I saw on television the other day where a young serviceman peeled off his armor and jumped into the Rio Grande River to save a person who was caught up in the current and was losing ground. The serviceman was swept away and his body has not been found. The situation was very familiar to me.
The first person I saw die in Vietnam was a young man under very similar circumstances. We were patrolling a new AO (area of operations) and came upon a river. It was a lot bigger than the map showed it to be. Of course, the maps we were using were based upon the maps issued by the French when they too thought they could win any war.
We were at company strength, which meant there were about 40 men in our patrol. The CO (Commanding Officer) was new. He wasn’t one of those shown in movies as being stupid. He listened to his men and made decisions based on solid information. We had to cross this river because the maps showed there was a very old spa built upon lava rock that the intelligence people said there were a bunch of North Vietnamese using this as a base to harass and fire upon anyone getting close. The CO asked if anyone had an idea about how we were to get across this river.
I thought we could have one guy swim across with a rope to tie on the other side and then we could go across holding onto the rope. The CO asked if anyone could swim well enough to make this happen. This good-looking young Specialist four said he thought he could do it. He was told this was a volunteer deal as the CO couldn’t ask him to take this chance if he had doubts. The young man, full of bravado grabbed the rope and dove into the river right by us. He never came up.
We did everything we could to try and find him. Patrols were sent downriver to see if his body turned up. Helicopters came by and dropped grenades hoping the concussion would free his body from any hold. Nothing worked. I was distraught as this young man had been in my platoon and I felt a sense of responsibility.

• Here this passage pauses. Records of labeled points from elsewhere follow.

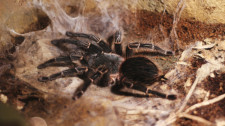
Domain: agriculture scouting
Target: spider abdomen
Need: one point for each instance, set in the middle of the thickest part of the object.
(140, 70)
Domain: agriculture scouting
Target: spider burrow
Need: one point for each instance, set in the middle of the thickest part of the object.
(94, 61)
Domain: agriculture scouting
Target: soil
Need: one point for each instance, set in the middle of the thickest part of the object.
(188, 31)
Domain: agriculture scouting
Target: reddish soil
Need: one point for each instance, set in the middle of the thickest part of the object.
(139, 26)
(144, 23)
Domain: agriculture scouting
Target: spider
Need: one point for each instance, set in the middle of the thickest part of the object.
(93, 60)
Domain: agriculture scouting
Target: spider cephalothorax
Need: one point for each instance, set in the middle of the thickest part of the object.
(95, 62)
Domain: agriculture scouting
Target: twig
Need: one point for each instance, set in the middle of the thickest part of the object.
(196, 118)
(204, 103)
(188, 95)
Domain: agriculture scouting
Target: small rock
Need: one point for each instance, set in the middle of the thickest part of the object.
(3, 98)
(38, 121)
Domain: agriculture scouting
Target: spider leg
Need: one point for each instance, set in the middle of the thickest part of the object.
(84, 45)
(88, 80)
(142, 88)
(138, 45)
(66, 73)
(96, 39)
(117, 43)
(61, 61)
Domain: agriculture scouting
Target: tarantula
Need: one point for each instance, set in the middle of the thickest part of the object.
(95, 62)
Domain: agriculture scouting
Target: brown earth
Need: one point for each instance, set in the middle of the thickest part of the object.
(138, 27)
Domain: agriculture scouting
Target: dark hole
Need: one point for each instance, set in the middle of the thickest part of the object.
(19, 40)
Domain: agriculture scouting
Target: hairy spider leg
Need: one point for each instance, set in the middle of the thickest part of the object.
(138, 45)
(117, 43)
(142, 88)
(66, 73)
(96, 39)
(61, 61)
(84, 45)
(88, 81)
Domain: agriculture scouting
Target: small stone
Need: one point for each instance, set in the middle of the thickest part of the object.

Swimming was the only thing I excelled at in high school. Probably because of all the swimming we did in the canals surrounding Wasco. I took off all my clothes and blew up my air mattress, tied everything down on the mattress and waded out and into the river. Somehow I made it across, didn’t spill anything, and tied the rope to a tree right by the river.

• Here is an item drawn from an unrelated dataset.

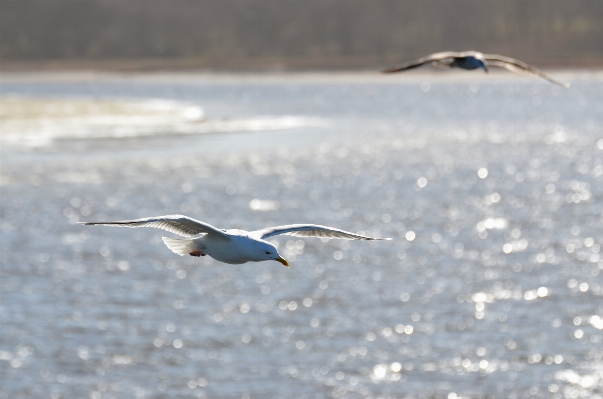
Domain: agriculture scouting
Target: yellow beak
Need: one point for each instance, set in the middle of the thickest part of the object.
(282, 260)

The CO had each man grab onto the rope and pull themselves across the river. Nobody else was lost and there were no enemy anywhere on the other side. A man lost his life because of nothing. That was not the only life lost from my platoon, but it was the most wasteful thing I ever saw during my next three trips over there.
I was awarded the Bronze Star for my actions at the river. I would much rather have had the young man we lost back. I’ll bet that the National Guardsmen that were at the Rio Grande there when the serviceman tried valiantly to help the two people that were in trouble would much rather have had him found safe.
This column was the hardest one I have ever written. I didn’t do it for me, but for the serviceman that lost his life. Again, for nothing. Let us not forget even these actions were made in order to try and save a life. Please remember all the soldiers and Guardsmen with a prayer this Memorial Day, May 30.